Once Upon a Time in Tabernas: Spanish spaghetti western set for sale
Rising up from the rugged arid landscape, the swinging doors of the 19th-century saloon open on to a wide, dusty street dotted with stables and hitching posts for horses.
It’s a storied piece of the US wild west – in Spain – and it’s for sale.
The site near the southern Spanish village of Tabernas hints at a singular mix of cultures that came together decades ago to create a product known the world over; starting in the 1960s, a cohort of mostly Italian film directors capitalised on the area’s chiselled crags of rock to capture their take on the western genre.
Punctuated by shootouts, tough-talking cowboys and sweeping camera angles, these spaghetti westerns, as they came to be known, were credited with reviving a fading genre as they projected the American west back on to itself.
Among the best known directors of the genre was Sergio Leone, the Italian whose films such as The Good, the Bad and The Ugly and A Fistful of Dollars catapulted Clint Eastwood to stardom.
In the late 1960s Leone, still flush with success, arrived in Tabernas with carte blanche to sketch out a film that would go on to rank among his most ambitious: Once Upon a Time in the West.
He had his team set out to build a slice of the west as a backdrop for a railroad-themed showdown between actors Henry Fonda and Charles Bronson.
Five decades later, the eight-hectare set built for the film is on sale for a cool €2.8m. “What we’re selling is a small piece of Almería’s history,” said José Ruda of real estate agency Grupo Rukasa. “This is a place where memories and anecdotes were forged.”
Little has seemingly changed since the set stood in for the film’s Sweetwater Ranch – save, that is, for the steady deterioration that has gnawed away at the one-horse town where gun-toting cowboys Fonda and Bronson once swaggered through to a haunting soundtrack composed by Ennio Morricone.
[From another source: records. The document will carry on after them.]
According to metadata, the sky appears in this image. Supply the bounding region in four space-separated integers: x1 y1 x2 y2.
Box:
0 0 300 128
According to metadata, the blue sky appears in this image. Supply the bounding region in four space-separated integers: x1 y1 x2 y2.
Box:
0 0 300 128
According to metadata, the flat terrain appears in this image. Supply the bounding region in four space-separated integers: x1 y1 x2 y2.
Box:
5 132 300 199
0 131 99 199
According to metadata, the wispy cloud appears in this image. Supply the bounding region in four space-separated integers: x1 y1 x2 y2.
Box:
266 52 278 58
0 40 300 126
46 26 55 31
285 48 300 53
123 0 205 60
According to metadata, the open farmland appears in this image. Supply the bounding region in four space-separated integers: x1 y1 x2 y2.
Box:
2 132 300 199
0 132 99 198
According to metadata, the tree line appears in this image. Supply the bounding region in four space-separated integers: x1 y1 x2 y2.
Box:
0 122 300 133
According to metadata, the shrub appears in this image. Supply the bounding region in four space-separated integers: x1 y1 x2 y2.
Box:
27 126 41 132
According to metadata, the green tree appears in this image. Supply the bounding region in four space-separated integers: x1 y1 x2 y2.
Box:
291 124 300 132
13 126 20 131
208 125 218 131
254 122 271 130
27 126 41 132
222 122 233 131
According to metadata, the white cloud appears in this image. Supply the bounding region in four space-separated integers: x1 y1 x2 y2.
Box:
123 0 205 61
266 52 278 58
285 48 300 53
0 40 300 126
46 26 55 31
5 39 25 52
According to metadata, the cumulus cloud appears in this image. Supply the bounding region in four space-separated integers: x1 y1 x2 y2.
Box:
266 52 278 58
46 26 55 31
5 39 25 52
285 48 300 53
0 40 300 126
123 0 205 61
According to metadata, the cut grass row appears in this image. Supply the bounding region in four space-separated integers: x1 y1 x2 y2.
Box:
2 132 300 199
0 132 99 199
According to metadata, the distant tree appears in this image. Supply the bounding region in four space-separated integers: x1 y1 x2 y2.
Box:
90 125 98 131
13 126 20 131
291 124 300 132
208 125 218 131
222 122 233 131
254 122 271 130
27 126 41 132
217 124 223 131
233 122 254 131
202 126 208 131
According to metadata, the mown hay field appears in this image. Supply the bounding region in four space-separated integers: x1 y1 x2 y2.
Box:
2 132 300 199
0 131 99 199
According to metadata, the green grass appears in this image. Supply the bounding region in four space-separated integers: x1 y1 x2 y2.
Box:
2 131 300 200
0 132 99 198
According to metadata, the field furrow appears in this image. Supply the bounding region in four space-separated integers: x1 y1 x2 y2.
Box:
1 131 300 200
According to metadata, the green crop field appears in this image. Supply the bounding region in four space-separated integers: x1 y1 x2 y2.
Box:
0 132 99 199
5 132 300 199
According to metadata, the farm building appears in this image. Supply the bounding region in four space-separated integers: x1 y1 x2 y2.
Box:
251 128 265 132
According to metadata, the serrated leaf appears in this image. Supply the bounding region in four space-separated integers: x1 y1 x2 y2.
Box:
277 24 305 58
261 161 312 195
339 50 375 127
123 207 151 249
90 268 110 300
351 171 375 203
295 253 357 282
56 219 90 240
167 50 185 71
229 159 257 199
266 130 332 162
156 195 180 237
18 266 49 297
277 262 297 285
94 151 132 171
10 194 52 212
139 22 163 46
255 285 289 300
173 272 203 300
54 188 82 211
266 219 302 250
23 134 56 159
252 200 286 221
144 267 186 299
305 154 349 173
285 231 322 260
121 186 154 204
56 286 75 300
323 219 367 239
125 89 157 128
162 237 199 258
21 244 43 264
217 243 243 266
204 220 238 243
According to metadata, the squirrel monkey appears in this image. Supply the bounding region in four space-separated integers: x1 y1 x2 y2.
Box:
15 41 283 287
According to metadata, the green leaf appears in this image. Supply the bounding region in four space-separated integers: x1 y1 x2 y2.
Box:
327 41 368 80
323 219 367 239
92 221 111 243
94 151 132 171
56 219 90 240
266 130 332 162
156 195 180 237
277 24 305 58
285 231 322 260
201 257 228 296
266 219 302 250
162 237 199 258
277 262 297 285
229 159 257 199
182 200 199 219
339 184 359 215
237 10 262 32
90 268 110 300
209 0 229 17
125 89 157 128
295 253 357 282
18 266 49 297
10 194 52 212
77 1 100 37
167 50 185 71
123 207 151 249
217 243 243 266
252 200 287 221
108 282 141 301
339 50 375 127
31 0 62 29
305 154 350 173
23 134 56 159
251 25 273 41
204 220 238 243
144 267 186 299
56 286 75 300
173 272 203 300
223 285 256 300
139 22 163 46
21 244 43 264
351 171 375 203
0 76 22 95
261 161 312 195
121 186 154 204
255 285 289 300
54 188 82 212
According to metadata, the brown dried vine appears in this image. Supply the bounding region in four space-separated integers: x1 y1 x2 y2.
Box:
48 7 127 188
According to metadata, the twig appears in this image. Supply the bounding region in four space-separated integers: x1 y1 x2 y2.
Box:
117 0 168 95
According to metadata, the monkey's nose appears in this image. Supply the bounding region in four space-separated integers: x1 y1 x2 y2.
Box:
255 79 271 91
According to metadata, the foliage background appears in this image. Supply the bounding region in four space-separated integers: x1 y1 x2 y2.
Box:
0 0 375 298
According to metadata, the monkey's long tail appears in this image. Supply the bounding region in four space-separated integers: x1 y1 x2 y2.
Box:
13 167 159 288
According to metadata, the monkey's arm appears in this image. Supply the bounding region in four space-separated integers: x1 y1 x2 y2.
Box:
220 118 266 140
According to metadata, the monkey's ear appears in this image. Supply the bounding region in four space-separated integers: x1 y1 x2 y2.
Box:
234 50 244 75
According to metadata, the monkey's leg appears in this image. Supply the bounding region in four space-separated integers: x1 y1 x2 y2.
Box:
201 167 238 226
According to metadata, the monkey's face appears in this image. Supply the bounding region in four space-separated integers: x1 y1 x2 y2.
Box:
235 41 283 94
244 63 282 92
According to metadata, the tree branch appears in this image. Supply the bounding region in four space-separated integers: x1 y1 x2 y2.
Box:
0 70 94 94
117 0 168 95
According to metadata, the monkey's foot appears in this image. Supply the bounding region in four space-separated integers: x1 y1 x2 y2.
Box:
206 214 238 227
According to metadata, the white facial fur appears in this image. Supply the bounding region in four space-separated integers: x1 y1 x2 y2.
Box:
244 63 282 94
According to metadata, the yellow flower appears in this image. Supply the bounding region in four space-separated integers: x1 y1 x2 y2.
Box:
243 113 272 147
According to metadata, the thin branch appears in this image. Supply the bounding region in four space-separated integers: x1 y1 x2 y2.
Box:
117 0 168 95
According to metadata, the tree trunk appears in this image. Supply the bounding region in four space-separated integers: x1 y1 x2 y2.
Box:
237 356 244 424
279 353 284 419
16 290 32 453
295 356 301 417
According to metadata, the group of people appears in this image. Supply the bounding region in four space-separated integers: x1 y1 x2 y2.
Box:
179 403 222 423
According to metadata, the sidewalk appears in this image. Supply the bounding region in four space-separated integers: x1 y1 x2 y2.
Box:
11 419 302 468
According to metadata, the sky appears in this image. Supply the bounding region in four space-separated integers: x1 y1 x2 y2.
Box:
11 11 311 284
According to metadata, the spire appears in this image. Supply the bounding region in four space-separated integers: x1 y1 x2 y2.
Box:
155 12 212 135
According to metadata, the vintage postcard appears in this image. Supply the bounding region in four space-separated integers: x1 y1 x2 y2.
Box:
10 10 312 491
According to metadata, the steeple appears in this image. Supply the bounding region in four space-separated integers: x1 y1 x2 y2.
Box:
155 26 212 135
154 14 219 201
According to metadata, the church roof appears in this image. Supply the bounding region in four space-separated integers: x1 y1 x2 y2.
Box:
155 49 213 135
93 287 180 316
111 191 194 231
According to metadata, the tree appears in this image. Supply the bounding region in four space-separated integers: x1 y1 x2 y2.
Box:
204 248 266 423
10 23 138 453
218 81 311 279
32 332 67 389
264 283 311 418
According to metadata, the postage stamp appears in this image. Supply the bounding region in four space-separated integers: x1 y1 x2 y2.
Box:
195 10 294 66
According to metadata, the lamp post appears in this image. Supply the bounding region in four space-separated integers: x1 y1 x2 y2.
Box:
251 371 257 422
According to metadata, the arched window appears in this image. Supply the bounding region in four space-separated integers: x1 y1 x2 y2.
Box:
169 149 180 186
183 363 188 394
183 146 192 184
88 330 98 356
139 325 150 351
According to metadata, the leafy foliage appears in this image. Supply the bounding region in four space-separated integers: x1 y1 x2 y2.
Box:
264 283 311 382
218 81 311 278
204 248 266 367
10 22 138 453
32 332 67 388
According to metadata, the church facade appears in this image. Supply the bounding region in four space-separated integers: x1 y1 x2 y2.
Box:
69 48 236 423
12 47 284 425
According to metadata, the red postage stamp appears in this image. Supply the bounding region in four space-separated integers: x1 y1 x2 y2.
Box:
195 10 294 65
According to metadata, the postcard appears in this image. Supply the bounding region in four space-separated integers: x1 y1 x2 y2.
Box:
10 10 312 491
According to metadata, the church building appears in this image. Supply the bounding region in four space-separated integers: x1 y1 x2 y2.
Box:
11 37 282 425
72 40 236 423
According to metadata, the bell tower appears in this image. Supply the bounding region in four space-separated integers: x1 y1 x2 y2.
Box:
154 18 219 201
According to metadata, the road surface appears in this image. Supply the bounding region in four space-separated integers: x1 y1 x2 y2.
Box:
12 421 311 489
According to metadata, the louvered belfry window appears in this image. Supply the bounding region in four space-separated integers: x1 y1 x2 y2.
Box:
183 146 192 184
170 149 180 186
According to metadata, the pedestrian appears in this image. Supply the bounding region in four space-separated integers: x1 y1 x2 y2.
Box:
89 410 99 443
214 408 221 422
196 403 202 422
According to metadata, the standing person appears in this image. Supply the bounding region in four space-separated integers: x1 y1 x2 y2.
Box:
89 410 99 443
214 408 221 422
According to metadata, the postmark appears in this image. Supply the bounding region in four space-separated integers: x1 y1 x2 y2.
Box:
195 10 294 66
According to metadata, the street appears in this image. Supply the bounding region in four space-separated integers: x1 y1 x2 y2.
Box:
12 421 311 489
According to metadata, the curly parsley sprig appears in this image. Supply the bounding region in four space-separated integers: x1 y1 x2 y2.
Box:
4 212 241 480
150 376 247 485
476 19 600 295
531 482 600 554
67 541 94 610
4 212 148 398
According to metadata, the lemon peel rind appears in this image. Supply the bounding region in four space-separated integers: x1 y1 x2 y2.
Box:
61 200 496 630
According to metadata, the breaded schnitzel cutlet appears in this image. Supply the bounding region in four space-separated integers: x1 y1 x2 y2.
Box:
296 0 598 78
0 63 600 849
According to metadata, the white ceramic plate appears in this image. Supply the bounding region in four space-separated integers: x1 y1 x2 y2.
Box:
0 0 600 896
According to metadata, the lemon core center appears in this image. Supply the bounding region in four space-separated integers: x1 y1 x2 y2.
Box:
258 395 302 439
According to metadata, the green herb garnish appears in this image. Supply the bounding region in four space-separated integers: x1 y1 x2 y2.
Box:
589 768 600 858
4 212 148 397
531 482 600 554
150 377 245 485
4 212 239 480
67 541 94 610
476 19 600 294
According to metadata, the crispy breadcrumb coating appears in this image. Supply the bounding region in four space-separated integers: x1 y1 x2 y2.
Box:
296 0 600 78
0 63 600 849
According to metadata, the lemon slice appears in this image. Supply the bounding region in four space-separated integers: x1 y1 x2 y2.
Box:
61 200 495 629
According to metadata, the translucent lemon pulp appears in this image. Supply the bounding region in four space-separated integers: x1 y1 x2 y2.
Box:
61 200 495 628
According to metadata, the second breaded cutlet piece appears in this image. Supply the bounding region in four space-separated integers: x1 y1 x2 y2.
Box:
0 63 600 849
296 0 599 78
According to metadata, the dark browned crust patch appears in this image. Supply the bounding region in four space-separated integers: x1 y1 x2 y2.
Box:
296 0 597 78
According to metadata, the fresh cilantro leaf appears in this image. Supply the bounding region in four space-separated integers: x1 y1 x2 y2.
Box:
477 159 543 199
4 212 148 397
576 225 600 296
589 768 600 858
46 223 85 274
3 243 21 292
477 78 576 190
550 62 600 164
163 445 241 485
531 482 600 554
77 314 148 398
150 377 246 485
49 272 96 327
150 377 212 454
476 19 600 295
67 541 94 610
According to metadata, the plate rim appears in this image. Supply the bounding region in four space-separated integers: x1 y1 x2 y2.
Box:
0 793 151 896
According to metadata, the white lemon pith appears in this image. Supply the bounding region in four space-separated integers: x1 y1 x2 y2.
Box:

“When it’s windy, you see the tumbleweeds roll though,” said Ruda. “And you think, ‘OK, where are the guys with guns?’”
Related: A fistful of euros: the Spanish town where spaghetti westerns never died – in pictures
The site was later used to film other westerns including Buddy Goes West and Rustlers’ Rhapsody.
Today the site hosts a flagging tourist attraction – the smallest of three western film sets that can be visited in the area – and is sporadically used to film adverts and music videos. But its claim to fame remains that it was purpose-built for Once Upon a Time in the West, a box-office flop that has since been championed as one of the finest westerns ever made.
It’s a connection that the owners, who are aiming to retire after looking after the place for more than four decades, are hoping to see endure, said Ruda.
Since the listing went up, calls have come in from as far as Germany, England and the Netherlands. “The owners would love to see the site restored to the vibrancy it had in the 70s and 80s, when directors poured in to film there,” he said. “They felt like they were part of a family.”
This history has since melded into the identity of the area, he said. For more than a decade, Tabernas has hosted the Almería western film festival – billed as “Europe’s biggest movie event dedicated to the western genre” – which seeks to deepen its singular link through activities such as “western tapas” competitions and faux gunslinging shows.
“This is not the place to set up an amusement park,” said Ruda. “There’s so much history you can already tap into here.”